Expedite Data Masking in Salesforce -- Approach A

 Objective: 

Welcome to this chapter where we would be exploring approaches to expedite data masking in a Salesforce Full Copy sandbox that has millions of data. 

Considering GDPR regulations, its imminent for the Salesforce Org to mask the Restricted and PII related data in an instance. But as the data in the instance grows, our Dev/Admin would eventually see the Data Masking Operation taking more time (Sometimes its days and sometimes its weeks). 

This would also result in a delay with sandbox readiness and further delay feature deliverables for an Org, if it has a development life cycle involving SIT/UAT/Performance test Sign OFF in a Full copy sandbox prior to deploying features to production.

With that lets look at Universal Builders Instance where Eric wears the hat of salesforce administrator and Smita is our Solution Architect. Lets look at their usecase in detail.

Usecase:

Universal Builders has roughly 20k Salesforce users and 150k external Partner Users. Agile methodology is followed and as per their development life cycle, SIT BUILD and UAT are done in Full Copy sandboxes. Once sign OFF obtained, features get deployed to production.

Universal Builders were also compliant with GDPR regulations, as they used an ETL tool (For instance Informatica, Boomi et al) for masking data in sandboxes (Partial Copy and Full Copy). Their Sprint deliverables had a decent velocity but as the Contact volume grew from 20M to 40M, Universal Builders started observing latency in their sandbox readiness which impacted their sprint velocity. This was because the Data Masking in sandbox was averaging 4M/day (Implies the Data Masking activity was taking 10 days.)

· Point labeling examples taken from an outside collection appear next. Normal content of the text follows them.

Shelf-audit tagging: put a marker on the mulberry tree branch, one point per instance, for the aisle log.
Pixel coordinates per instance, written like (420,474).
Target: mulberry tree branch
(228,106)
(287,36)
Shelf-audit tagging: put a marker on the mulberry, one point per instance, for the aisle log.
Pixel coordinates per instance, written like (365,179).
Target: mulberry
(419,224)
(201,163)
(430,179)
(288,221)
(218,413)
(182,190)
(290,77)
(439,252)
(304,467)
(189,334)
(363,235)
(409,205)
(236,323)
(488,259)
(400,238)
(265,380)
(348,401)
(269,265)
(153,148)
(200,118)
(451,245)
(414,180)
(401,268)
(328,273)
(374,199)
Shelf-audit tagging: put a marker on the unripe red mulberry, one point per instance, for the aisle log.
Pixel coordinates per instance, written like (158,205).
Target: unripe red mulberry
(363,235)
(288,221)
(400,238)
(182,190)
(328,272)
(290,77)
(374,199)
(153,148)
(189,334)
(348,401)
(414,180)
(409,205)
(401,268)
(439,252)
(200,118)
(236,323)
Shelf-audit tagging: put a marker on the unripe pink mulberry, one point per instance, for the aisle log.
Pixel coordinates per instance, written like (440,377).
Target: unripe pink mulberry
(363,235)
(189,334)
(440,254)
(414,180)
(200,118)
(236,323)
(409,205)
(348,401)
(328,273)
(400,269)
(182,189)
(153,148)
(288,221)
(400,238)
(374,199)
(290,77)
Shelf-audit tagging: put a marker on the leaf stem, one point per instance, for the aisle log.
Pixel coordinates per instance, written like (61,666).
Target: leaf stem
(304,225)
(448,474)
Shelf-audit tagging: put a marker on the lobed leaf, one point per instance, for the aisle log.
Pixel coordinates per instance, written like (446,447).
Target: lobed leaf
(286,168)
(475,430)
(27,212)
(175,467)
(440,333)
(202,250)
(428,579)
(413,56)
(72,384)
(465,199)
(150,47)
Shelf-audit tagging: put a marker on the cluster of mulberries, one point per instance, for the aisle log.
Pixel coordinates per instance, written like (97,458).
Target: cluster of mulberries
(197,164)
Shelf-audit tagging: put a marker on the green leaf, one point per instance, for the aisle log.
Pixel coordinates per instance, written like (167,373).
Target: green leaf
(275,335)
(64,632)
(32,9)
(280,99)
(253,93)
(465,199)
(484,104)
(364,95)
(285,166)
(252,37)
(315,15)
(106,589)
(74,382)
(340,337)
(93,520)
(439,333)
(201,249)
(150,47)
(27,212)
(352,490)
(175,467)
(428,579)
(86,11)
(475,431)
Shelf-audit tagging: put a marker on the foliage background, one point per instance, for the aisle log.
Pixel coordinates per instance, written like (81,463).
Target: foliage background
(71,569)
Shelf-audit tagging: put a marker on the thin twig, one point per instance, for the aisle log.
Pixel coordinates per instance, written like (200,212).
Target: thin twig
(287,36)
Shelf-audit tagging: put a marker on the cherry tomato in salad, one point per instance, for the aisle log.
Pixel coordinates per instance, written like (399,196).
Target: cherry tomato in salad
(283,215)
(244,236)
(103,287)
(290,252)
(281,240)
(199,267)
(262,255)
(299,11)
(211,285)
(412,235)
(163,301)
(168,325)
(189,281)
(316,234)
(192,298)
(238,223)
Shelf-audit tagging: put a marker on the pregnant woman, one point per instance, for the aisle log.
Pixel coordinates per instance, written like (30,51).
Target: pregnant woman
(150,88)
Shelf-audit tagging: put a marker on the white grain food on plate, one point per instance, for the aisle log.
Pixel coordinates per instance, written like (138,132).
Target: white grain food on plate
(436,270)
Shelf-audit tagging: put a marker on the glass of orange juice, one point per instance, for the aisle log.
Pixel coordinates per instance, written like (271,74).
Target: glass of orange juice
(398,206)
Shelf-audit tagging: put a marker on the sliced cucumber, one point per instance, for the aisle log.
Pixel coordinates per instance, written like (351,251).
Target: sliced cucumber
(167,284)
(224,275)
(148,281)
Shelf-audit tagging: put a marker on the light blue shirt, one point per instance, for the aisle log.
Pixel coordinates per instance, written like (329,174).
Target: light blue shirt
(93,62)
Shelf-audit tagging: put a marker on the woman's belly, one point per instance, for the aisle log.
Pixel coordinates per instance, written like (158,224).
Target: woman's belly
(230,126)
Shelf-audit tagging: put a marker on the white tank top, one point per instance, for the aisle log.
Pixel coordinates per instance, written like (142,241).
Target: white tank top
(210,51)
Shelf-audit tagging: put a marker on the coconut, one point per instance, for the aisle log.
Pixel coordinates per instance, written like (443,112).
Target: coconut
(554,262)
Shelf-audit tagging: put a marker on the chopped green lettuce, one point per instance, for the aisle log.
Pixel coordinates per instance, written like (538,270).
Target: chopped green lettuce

Eric approached Smita regarding this situation, because the eventual reduction in sprint velocity has made leadership unhappy. Smita is thus tasked to find a solution for expediting Data Masking process. Her analysis is as below.

Analysis:

  1. Sneha checked on the Org and found that there are hardly any custom sharing Rules created for Contact Object.
  2. Sneha checked on ETL user used for doing data masking as well as existing Trigger and Validation Rules. The Best practice of skipping automations for ETL user while performing data masking was followed.
  3. Defer Sharing was also enabled while the masking operation was performed.
  4. The ETL tool was performing an UPSERT operation for data masking leveraging BULK API capabilities.
ETL tool was performing an UPSERT operation and was yielding 4M per day consistently. But as the data grew to 40M and whole process taking 10 days; UPSERT operation against such huge volume was not advised.

Considering that, Smita came with a new (custom) approach for data masking that was very rewarding.

Aren’t you curious? Let’s Cut to the Chase  😊

Solution:

Considering the best practices followed in the current implementation, the new solution approach is as below:

  1. A common sandbox or a database which will always host masked data in a different sandbox.
  2. Re-design the ETL tool to have 3 more Jobs.
  • Job A which will pull the masked data from Sandbox1 and upload to the common database/Sandbox.
  • Job B will perform a simple Update operation against the newly refreshed Full Copy Sandbox (to be masked) based on masked data from the common database/Sandbox. Job B as such is leveraging the out of box concept in salesforce for Full Copy sandbox whereby Record id matches between Production and Sandbox.
** In case the Job tries to mask a record (Via UPDATE) that doesnt exist in newly refreshed sandbox a "Record Not available" error will be thrown and such records will then be removed from Common database/Sandbox as part of "Exception Handling".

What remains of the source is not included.